Harun tertegun sejenak, dia melihat rona mendung meliputi wajah istrinya. Pias, mungkin itulah kata yang tepat. Ada sedikit rasa bersalah pada dirinya. “ Bagaimana aku harus bersikap?”. Harun Membatin.

Harun pun terdiam sejenak, membuat Asma sedikit terheran.

“Hai…bisa-bisanya ngelamun sambil makan!” Asma menggoyangkan kedua telapak tangan di depan wajahnya.

“Nggak tuh, Cuma berusaha menikmati kuenya! Apa nggak boleh!?” Harun berusaha mengelak pertanyaan itu, takut ketahuan jika dia sedang mengalami rasa yang serba salah.

Asma saudara sepupu dan teman terdekat saat kecilnya. Rasa sayang itu, tidaklah mungkin bisa dihilangkan. Kenangan masa kecil yang indah bersama Asma membuatnya kadang tersenyum sendiri.

Kunjugan Asma yang rutin, merupakan hal yang disenanginya. Tapi Harun tahu, istrinya menyimpan sebuah beban. Pilihan sulit untuk menentukan sikap. Melarang Asma datang, berarti membuatnya kangen. Kangennya sering dibawa dalam mimpi.

Bukan kedekatan suaminya yang ditakutkan, tapi Jahrah takut pesona Asma akan melunturkan ikatan cinta mereka. Kedekatan sebagai seorang saudara, mungkin akan berbalik menjadi api asmara yang tak bisa dipadamkan.

Sejujurnya Jahrah tidak menyukai kunjungan Asma ke rumahnya. Tapi Asma selalu rutin berkunjung setiap minggu ke rumahnya dan selain berbincang dengan suaminya juga akrab dengan kedua putrinya. Jadi ketika Asma di rumahnya, Jahrah berusaha tetap hangat walaupun jauh didasar hati dia sangat tersiksa. Jahrah selalu menekankan pada dirinya bahwa Asma adalah saudara suaminya. Asma tidak punya salah padanya. Asma sempurna dimatanya karena Allah yang memberikan kecantikan itu. Kenapa harus membenci Asma?

Begitulah Jahrah selalu mendinginkan hatinya.

“Cantik sekali hari ini. Semoga pernikahan ini langgeng sampai kakek nenek!” Jahrah menyalami Asma.

Hari ini dia begitu tulus berucap. Tidak ada beban. Serasa ikatan yang menghimpit kemudian lenyap bersama debu yang berterbangan.

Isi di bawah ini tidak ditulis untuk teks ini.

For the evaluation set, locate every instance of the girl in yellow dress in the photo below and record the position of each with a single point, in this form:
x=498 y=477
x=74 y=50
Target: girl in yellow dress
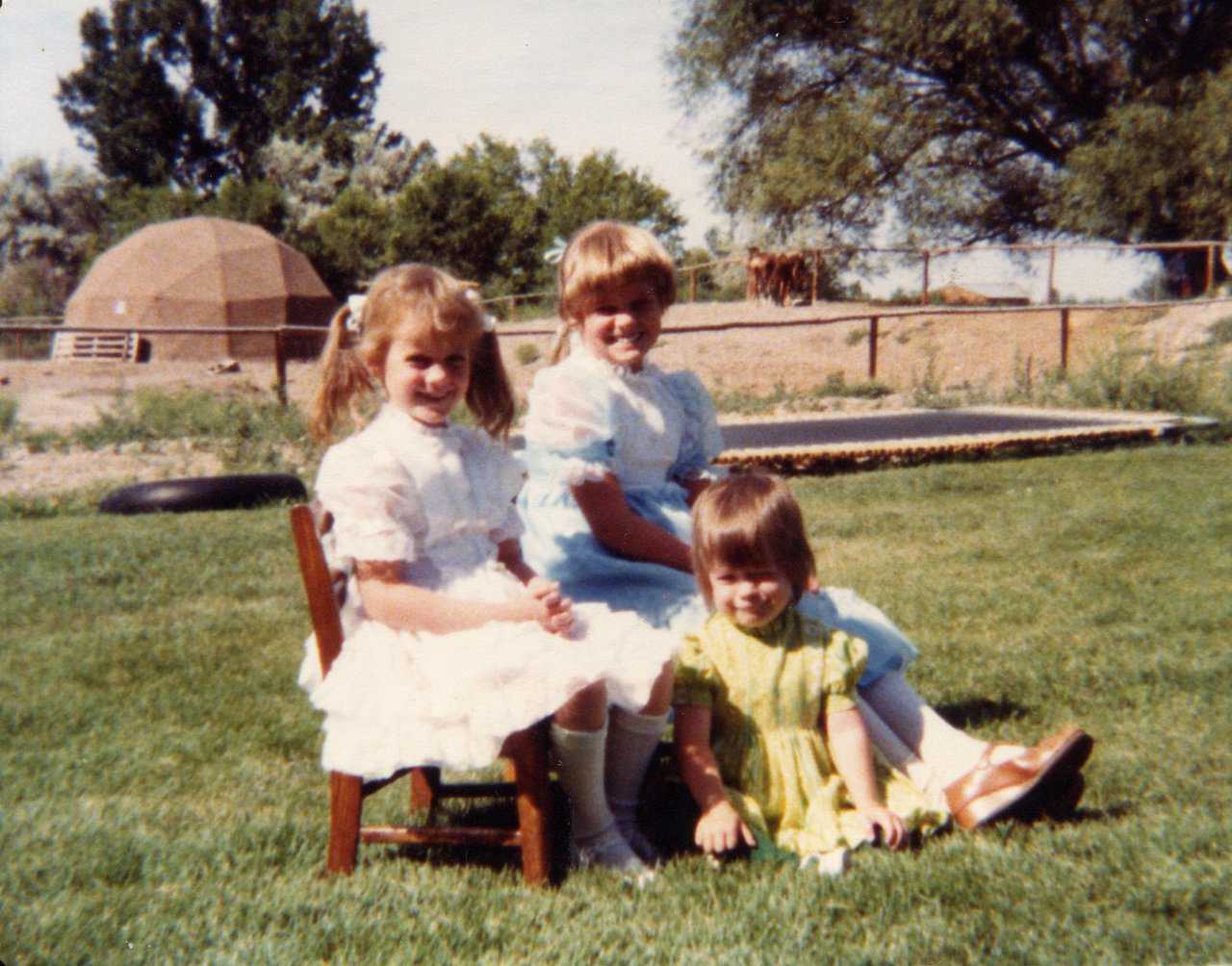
x=771 y=745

Itulah pertemuan terakhir Jahrah dengannya. Hingga beberapa tahun, Jahrah seakan melupakan sosok yang sering membuat tidurnya terjaga di malam hari.

-------ooo-------

Masa 3 tahun cukup lama dilewati. Serasa baru kemarin Asma mengalami kecelakaan. Kecelakaan yang hanya menimbulkan beberapa goresan pada tubuhnya, tapi berakibat fatal pada syarafnya. Saat kecelakaan itu, Asma mengalami muntah-muntah dan pingsan beberapa jam.

Pertemuan ini merupakan pertemuan pertama setelah Asma pulang kampung. Barulah Jahrah bertemu kembali dengan suasana yang sangat berbeda. Pertemuan yang membuat Jahrah tidak berkedip memandang Asma.

Bibirnya kelu untuk menyapa. Jantungnya berdegup kencap. Bukan cemburu seperti yang pernah dialaminya diawal perkawinannya, tapi keterkejutan Jahrah ketika Asma menyalaminya dengan senyum.

“Lama nggak ketemu ya…Asma kangen!”

“Kami juga kangen lho! Udah 3 tahun nggak ketemu.” Jahrah merangkul Asma dengan erat. Kecemburuan yang pernah singgah di hatinya, membuatnya sedikit bersalah. Kondisi Asma yang luarbiasa mengejutkan, membuatnya berfikir ulang tentang sebuah “kecantikan”.

“Lihat kunci rumahku?”. Asma bertanya pada orang disekililingnya. Dia pun sibuk merogoh kantong roknya, lalu mencari di atas meja tamu. Bolak balik ke kamar, dapur dan halaman. Nggak ketemu.

Orang serumah memandang sedih padanya. Pikun Asma mulai lagi. Tidakkah dia menyadari dirinya tinggal di rumah ini, rumah orangtuanya. Ada setetes air bening jatuh di pangkuan Jahrah.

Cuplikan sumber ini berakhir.